Pages 49-62 | Published online: 07 Apr 2010
 

Abstract

This essay opens by considering the sensitivities surrounding any attempt to create a memorial to all the victims of the Northern Ireland troubles, and proceeds to a detailed examination of one such project, Lost Lives. The links between the methodology of the book and the aims of its writers to commemorate each individual death, to provide an alternative history of the troubles, and to address future generations are central to the discussion which follows.

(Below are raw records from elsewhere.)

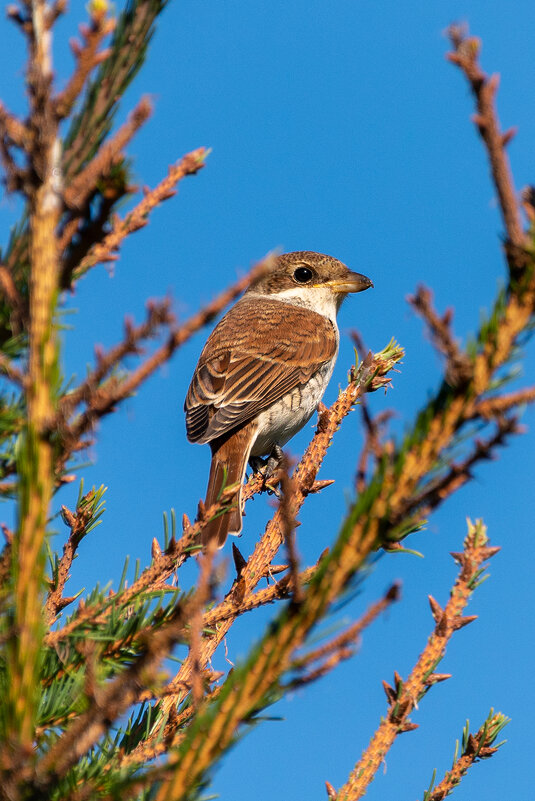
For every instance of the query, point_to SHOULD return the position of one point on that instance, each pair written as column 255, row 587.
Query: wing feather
column 251, row 361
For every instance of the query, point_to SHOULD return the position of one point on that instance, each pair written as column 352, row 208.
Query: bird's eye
column 303, row 275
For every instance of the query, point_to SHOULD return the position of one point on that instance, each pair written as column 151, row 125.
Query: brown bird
column 264, row 369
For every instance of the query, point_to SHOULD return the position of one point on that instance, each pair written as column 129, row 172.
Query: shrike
column 264, row 369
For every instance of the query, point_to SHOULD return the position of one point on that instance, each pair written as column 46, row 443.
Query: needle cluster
column 86, row 706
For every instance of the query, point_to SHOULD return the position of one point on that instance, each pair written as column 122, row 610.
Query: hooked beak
column 352, row 282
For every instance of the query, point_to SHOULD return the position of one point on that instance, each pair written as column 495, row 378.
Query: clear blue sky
column 339, row 127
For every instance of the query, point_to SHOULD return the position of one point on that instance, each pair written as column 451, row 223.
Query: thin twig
column 478, row 746
column 87, row 58
column 84, row 184
column 404, row 696
column 465, row 55
column 105, row 399
column 137, row 218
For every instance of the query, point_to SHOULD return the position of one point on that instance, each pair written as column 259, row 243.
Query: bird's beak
column 352, row 282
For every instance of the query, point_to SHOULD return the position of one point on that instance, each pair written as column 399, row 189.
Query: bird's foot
column 267, row 469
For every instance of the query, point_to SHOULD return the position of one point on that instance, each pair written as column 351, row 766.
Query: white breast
column 286, row 417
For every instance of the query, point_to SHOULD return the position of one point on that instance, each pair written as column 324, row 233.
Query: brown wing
column 251, row 360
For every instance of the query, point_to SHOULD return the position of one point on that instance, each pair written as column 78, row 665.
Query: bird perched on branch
column 264, row 369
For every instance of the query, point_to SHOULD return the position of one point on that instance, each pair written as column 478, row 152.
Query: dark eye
column 303, row 275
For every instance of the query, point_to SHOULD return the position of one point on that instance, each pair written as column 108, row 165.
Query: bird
column 264, row 370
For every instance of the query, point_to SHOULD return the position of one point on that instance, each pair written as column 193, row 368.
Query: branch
column 35, row 455
column 14, row 130
column 459, row 368
column 465, row 56
column 371, row 374
column 79, row 523
column 87, row 58
column 84, row 184
column 108, row 703
column 342, row 646
column 404, row 696
column 475, row 747
column 105, row 399
column 137, row 218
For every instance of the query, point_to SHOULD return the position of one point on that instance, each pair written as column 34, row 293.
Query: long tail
column 229, row 461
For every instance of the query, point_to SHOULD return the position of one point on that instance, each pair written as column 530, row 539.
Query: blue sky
column 336, row 127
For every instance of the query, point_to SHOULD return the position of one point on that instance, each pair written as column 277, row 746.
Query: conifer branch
column 87, row 57
column 13, row 130
column 343, row 645
column 404, row 696
column 475, row 747
column 13, row 298
column 35, row 464
column 103, row 251
column 102, row 399
column 371, row 374
column 85, row 183
column 108, row 703
column 465, row 55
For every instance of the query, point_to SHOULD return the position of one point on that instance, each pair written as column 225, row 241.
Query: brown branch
column 492, row 407
column 372, row 375
column 109, row 702
column 164, row 564
column 13, row 129
column 479, row 746
column 158, row 314
column 289, row 525
column 436, row 491
column 105, row 399
column 404, row 696
column 202, row 596
column 13, row 297
column 11, row 371
column 168, row 737
column 459, row 368
column 373, row 427
column 77, row 523
column 84, row 184
column 87, row 58
column 343, row 645
column 35, row 462
column 137, row 218
column 465, row 56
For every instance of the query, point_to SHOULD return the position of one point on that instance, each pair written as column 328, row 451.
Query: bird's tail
column 229, row 461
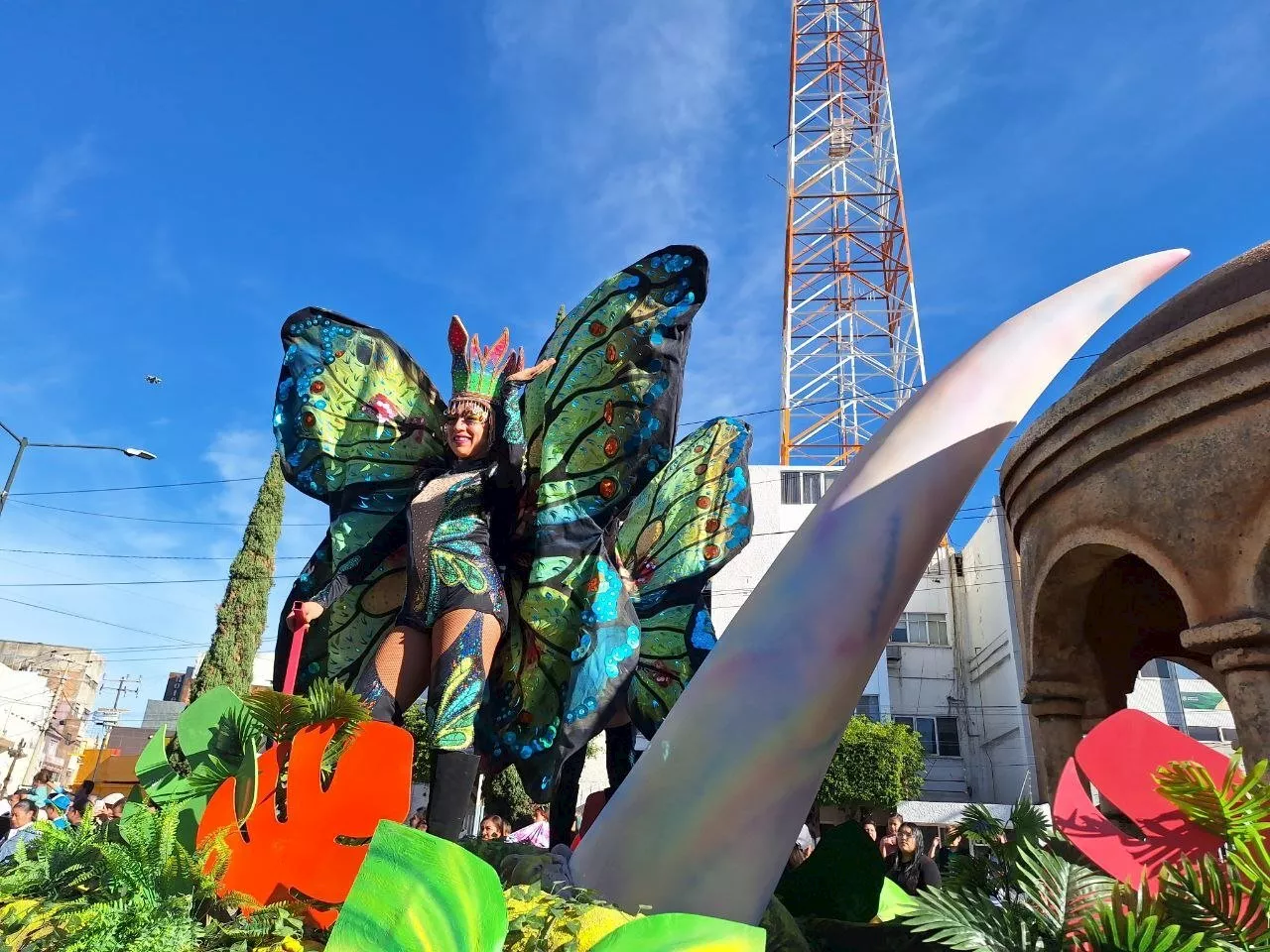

Drawing particularly upon the work of William Watkin and Wilhelm Verwoerd, the essay considers Lost Lives as an example of the possibilities of ‘ethical mourning’ and ‘inclusive moral remembrance’ both in its commemoration of the dead and in its implicit appeal for new and conciliatory ways of resolving the issues that divide the community.

Notes

Fay, Morrissey and Smyth (Citation1999) quote these words from a leaflet by Isobel Hylands which accompanied her exhibition ‘Violence: Counting the Cost’. See also Jane Leonard, Memorials to the Casualties of Conflict in Northern Ireland, 1969–1997 (1997) which was originally commissioned in 1995 as a background document on options for a peace memorial and which ‘surveys the landscape of conflict commemoration in contemporary Northern Ireland’ (5). Leonard uses the descriptors ‘partisan’ and ‘general’ memorials employed below.

McKay (Citation2008: 2) comments: ‘I wrote this book because I believe the dead should not be forgotten and that they should be remembered, above all, in the words of those who love them’. Smyth and Fay's (Citation2000: 6) book formed part of a wider project, ‘The Cost of the Troubles Study’, and lays particular emphasis on the ‘[m]any bereaved or injured people [who] feel neglected or forgotten’ and whose experiences ‘must be known, acknowledged and available to a wider public’.

The summary (Bradley and Eames, 2009: Executive Summary, 21) points out that the Irish Government's Remembrance Commission has already agreed a similar ‘Acknowledgement Payment’ on behalf of citizens of the Irish Republic who died in the conflict.